AVANT même de savoir ce qu’est un expert, il est intéressant de se demander d’où ils tiennent leur nécessité et, habilement, notre auteur s’est mis dans leur tête. En 2007, le Congrès adopta une motion simplifiée du traité établissant une constitution pour l’Europe, infirmant un premier vote populaire. Tout est là, « le peuple ne sait pas tout, il n’a pas conscience de la complexité des enjeux qui lui sont soumis, il ne maîtrise pas les dossiers. Il a tendance à voter avec ses tripes plus qu’avec sa tête, etc. »
On comprend mieux à partir de là pourquoi il faut des experts. Ces derniers ont des dossiers qui sont pleins d’expérience et de savoir, deux atouts qui permettent d’avoir la tête au-dessus des petits intérêts égoïstes. Philosophes-rois, les experts voient mieux et plus loin. Ils rêvent d’une démocratie sans peuple, comme certains profs d’une école sans élèves. De ce cas, se dresse en exemple absolu, en « idéal-type », aurait dit Max Weber, Jacques Attali, auquel sont consacrées plusieurs pages assez réjouissantes. Le personnage, présenté comme « très infatué », « courant les médias », est férocement brocardé pour ses 314 « décisions fondamentales », même si on pourrait rétorquer à Mathias Roux qu’un expert cherchant à concrétiser ses vues vaut largement celui qui se borne à constituer ces fameux dossiers.
De quoi l’expert est-il le nom, demande malicieusement notre professeur ? Ce n’est pas toujours facile de le savoir, car beaucoup interviennent en dehors de leur domaine spécifique. Ainsi le neurologue Boris Cyrulnik participe aux travaux de « la libération de la croissance française ». On notera à l’intention de l’auteur que les philosophes, de par l’universalité de leur matière (« la science des sciences ! ») viennent régulièrement sur les plateaux de télévision donner leur avis sur l’air du temps. Les deux se ressemblent : le philosophe étudie particulièrement l’Universel et l’expert est spécialiste... en expertise.

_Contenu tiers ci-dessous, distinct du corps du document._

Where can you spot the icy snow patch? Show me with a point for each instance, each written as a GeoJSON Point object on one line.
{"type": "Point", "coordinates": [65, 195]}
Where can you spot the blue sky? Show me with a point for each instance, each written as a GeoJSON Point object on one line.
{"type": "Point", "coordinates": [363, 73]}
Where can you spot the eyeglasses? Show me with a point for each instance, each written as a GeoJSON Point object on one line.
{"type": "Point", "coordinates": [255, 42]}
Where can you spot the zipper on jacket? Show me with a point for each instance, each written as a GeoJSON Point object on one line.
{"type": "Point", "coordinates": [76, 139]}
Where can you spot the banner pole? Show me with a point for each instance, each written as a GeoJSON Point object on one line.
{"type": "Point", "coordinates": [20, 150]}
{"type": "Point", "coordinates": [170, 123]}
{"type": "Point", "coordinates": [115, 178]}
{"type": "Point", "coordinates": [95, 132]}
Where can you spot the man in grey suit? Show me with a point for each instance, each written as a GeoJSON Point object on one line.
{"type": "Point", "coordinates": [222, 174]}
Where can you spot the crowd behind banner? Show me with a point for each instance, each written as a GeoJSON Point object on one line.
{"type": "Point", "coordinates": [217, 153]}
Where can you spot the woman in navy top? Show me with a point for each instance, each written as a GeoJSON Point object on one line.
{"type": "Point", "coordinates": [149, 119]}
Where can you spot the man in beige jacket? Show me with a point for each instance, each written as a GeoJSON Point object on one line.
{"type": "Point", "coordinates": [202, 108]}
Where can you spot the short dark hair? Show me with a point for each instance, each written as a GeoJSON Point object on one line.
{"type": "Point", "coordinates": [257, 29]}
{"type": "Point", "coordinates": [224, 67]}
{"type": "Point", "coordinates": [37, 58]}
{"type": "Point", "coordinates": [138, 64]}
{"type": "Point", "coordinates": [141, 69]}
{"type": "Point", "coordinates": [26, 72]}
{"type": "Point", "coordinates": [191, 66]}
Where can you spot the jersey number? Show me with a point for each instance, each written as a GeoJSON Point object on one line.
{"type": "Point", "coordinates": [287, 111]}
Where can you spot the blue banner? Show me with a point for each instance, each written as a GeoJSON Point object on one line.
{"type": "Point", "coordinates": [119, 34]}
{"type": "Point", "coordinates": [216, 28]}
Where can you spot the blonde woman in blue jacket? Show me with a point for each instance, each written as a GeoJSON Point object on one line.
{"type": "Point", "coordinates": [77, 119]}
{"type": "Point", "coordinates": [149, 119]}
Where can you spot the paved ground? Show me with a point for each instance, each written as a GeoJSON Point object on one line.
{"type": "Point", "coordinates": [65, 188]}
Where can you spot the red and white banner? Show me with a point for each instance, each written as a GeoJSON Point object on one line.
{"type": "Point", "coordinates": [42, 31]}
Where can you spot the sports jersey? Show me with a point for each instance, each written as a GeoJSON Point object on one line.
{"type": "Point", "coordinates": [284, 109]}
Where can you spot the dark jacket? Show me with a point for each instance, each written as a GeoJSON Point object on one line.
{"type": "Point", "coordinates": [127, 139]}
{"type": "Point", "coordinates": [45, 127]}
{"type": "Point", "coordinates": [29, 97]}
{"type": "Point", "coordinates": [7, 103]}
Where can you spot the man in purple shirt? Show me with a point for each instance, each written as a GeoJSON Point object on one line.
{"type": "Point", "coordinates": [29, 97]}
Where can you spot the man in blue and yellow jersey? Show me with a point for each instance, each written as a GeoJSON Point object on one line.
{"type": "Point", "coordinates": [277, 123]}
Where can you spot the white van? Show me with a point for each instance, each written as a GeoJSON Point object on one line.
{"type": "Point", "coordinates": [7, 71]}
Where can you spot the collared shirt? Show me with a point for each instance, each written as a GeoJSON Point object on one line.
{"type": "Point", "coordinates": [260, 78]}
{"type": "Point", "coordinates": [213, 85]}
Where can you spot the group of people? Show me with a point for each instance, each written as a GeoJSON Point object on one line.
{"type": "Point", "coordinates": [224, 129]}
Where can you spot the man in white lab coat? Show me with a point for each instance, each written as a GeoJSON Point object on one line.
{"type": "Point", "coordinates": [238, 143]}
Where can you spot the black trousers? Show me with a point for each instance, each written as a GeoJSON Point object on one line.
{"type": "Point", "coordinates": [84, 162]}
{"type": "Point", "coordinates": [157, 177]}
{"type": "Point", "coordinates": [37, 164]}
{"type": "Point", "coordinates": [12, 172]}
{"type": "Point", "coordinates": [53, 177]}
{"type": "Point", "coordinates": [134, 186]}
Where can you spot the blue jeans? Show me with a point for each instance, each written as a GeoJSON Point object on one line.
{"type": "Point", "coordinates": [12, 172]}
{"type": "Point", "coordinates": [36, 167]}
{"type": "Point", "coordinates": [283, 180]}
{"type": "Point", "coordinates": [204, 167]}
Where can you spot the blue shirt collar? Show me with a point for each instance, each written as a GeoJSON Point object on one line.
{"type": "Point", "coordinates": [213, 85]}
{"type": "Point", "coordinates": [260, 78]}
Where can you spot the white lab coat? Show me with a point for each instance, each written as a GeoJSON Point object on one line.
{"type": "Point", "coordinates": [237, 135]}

Plus profondément, le livre voit dans le surgissement triomphal des experts une sorte de dévoiement de la Politique.
C’est ici qu’un ressourcement nous est demandé. L’homme est un animal politique, un zoon politikon, dit Aristote, il réalise son essence dans la cité, il y trouve harmonie et justice et la réalisation de ses fins. Animal politique et non animal social, terme qui désigne un équilibre entre le juridique, l’administratif, l’économique, etc. C’est précisément là qu’interviennent les experts, c’est fou ce qu’ils sont à l’aise dans le fatras des lois et des règlements. L’expert est l’homme de la division des problèmes, il complique tout, ce qui amène la création de contre-expertises à l’infini, il barbote à l’aise dans le juridique.
La politique, réaffirme Mathias Roux, « ne saurait se réduire à effectuer des choix entre différentes techniques administratives ». Elle a son chez soi, la cité, et doit projeter ses fins, deux visions étrangères à l’expertise, qui est chose liée aux moyens. La politique est l’art de la communauté, là où l’expertise cherche à organiser le vivre ensemble.
En définitive, on se demande si, en combattant la technocratie des moyens, l’auteur ne nous enferme pas dans un holisme un peu étouffant des fins. Nous ne vivons plus dans la simple cité grecque mais dans des sociétés où s’enchevêtrent tous les domaines, et qui sont donc complexes, dirait l’expert en complexité Edgar Morin.
Mathias Roux, « J’ai demandé un rapport », Flammarion, collection « Antidote », 117 p., 8 euros.